Premiere für Kostümführung Stadtführung im Gewand der Gründerzeit

Neunkirchen · Spannende Anekdoten mit interessanten Erläuterungen zu Neunkircher Industrierelikten erhofften sich die Teilnehmer der Kostümführung am Sonntag. Und sie wurden nicht enttäuscht.

 Freifrau Ida Stumm-Halberg konnte an der Stummschen Reithalle zahlreiche Interessenten zur ersten Kostümführung durch das Neunkircher Hüttenareal begrüßen.
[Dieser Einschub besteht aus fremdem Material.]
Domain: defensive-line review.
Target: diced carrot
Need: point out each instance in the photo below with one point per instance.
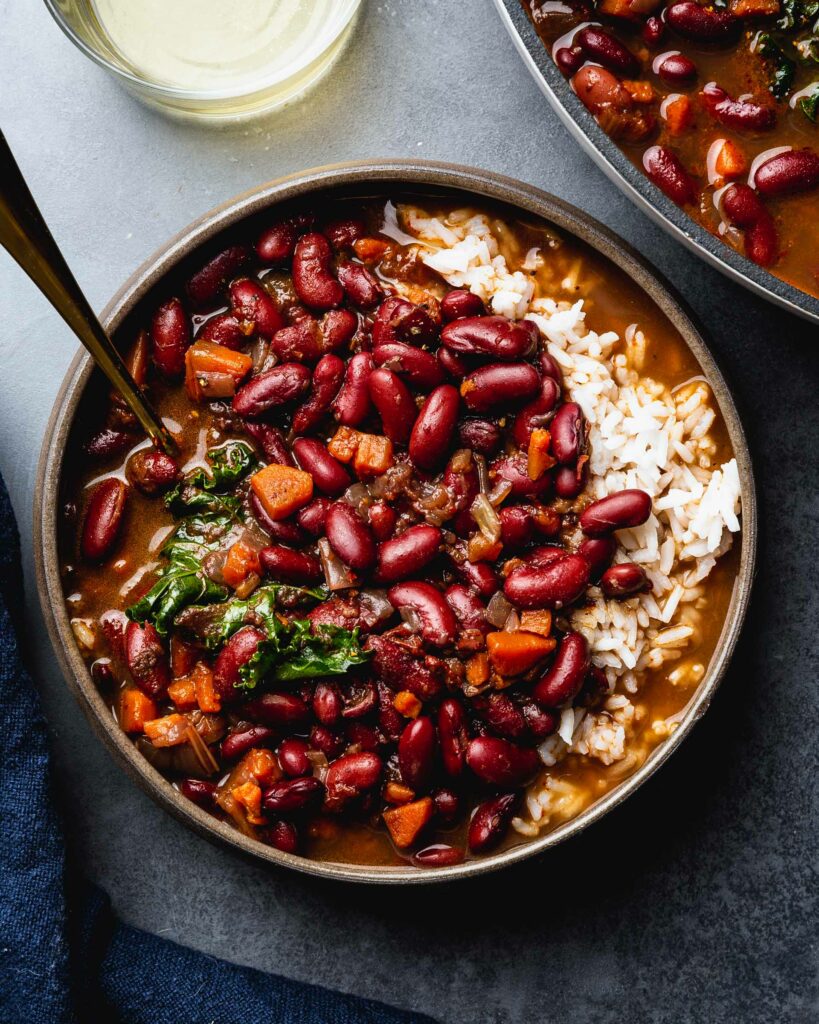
(249, 796)
(406, 704)
(679, 114)
(282, 489)
(183, 693)
(344, 443)
(168, 731)
(640, 91)
(207, 697)
(397, 793)
(243, 560)
(540, 458)
(208, 357)
(512, 653)
(183, 656)
(405, 822)
(730, 161)
(374, 455)
(136, 709)
(536, 622)
(478, 669)
(370, 250)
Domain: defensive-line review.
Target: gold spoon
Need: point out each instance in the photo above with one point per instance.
(25, 233)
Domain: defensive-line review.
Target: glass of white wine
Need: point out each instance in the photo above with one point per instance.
(211, 59)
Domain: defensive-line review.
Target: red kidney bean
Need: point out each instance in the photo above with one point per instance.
(407, 554)
(624, 580)
(500, 762)
(312, 517)
(343, 232)
(569, 58)
(289, 565)
(453, 736)
(244, 737)
(152, 471)
(499, 385)
(490, 822)
(617, 511)
(437, 855)
(569, 433)
(274, 387)
(382, 521)
(460, 303)
(292, 796)
(514, 470)
(287, 711)
(350, 537)
(328, 473)
(480, 576)
(393, 402)
(551, 586)
(352, 402)
(419, 367)
(271, 441)
(283, 836)
(170, 337)
(598, 551)
(328, 702)
(690, 19)
(456, 366)
(338, 328)
(360, 285)
(200, 793)
(794, 171)
(598, 88)
(563, 679)
(469, 609)
(665, 170)
(351, 776)
(736, 113)
(398, 320)
(417, 753)
(605, 49)
(677, 68)
(433, 429)
(222, 330)
(146, 658)
(537, 413)
(236, 652)
(312, 272)
(327, 381)
(208, 284)
(103, 518)
(438, 625)
(482, 436)
(496, 336)
(400, 670)
(254, 308)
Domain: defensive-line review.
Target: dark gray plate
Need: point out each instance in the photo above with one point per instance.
(645, 195)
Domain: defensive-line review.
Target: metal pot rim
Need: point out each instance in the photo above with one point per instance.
(374, 178)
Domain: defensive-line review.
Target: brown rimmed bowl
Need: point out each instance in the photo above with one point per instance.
(368, 179)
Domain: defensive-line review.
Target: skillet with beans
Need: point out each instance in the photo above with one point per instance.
(337, 620)
(718, 104)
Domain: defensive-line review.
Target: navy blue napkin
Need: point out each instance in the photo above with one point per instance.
(63, 957)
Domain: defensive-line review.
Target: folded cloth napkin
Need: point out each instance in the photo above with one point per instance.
(63, 957)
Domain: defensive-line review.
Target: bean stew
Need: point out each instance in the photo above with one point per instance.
(339, 619)
(718, 103)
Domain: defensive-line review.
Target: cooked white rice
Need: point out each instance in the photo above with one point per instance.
(642, 435)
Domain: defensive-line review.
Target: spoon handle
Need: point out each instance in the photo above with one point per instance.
(25, 233)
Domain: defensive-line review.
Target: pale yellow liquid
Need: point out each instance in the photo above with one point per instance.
(220, 45)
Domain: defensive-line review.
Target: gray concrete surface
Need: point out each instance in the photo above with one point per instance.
(697, 900)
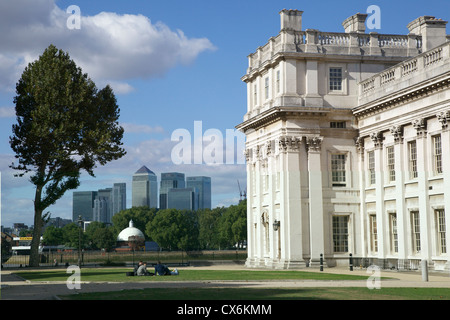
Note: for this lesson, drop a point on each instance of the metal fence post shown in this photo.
(351, 262)
(424, 270)
(321, 262)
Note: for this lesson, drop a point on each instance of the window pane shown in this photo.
(391, 163)
(340, 233)
(412, 148)
(335, 79)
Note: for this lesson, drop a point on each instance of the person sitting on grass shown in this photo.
(142, 270)
(161, 269)
(137, 267)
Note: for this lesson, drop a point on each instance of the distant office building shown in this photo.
(119, 197)
(144, 188)
(101, 209)
(203, 186)
(182, 199)
(169, 180)
(83, 204)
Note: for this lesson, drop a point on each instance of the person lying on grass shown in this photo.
(163, 270)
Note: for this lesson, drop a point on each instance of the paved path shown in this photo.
(15, 288)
Freifrau Ida Stumm-Halberg konnte an der Stummschen Reithalle zahlreiche Interessenten zur ersten Kostümführung durch das Neunkircher Hüttenareal begrüßen.

Foto: Jörg Jacobi

Es war am Sonntagmittag eine Stadtführung der besonderen Art, als die Industriellengattin Ida Freifrau von Stumm-Halberg die gut 30 Teilnehmer bei Kaiserwetter mitnahm auf eine Zeitreise in die Epoche ihres Ehemannes, des Stahlbarons Karl-Ferdinand von Stumm-Halberg. Rosa Wehlitz, eine profunde Kennerin jener Zeit und ihrer Persönlichkeiten, war in die Rolle der Ida Stumm und hierzu auch in ein historisches Gewand geschlüpft. Ihre Kenntnisse über die Stahldynastie Stumm-Halberg hat sich die Hobby-Historikerin seit November bei intensiven Recherchen im Stadtarchiv angeeignet und sich so auf ihre Rolle vorbereitet.

Die Stummsche Reithalle war Ausgangspunkt der Kostümführung, mit der die Stadt Neunkirchen ihr touristisches Angebot ab sofort erweitert. An den verschiedenen Stationen des Neunkircher Hüttenwegs gab die „Zeitzeugin“ mit Anekdoten, Episoden und Geschichten Einblick in die Geschichte der Familie und der noch erhaltenen Relikte. Von Beginn an machte die Touristenführerin deutlich, dass sie sich weniger mit der Technologie der Hütte als vielmehr mit den Hintergründen der Relikte und der Rolle der Frauen in jener Zeit beschäftigen würde, „deren Aufgabe es war, ihren Gatten zu repräsentieren“. Am Ausgangspunkt gab es zu zunächst Informationen zu dem einstigen Herrenhaus gegenüber dem heutigen Wasserturm und dem darunter liegenden Lazarett, „in dem die Invaliden bestens versorgt waren“.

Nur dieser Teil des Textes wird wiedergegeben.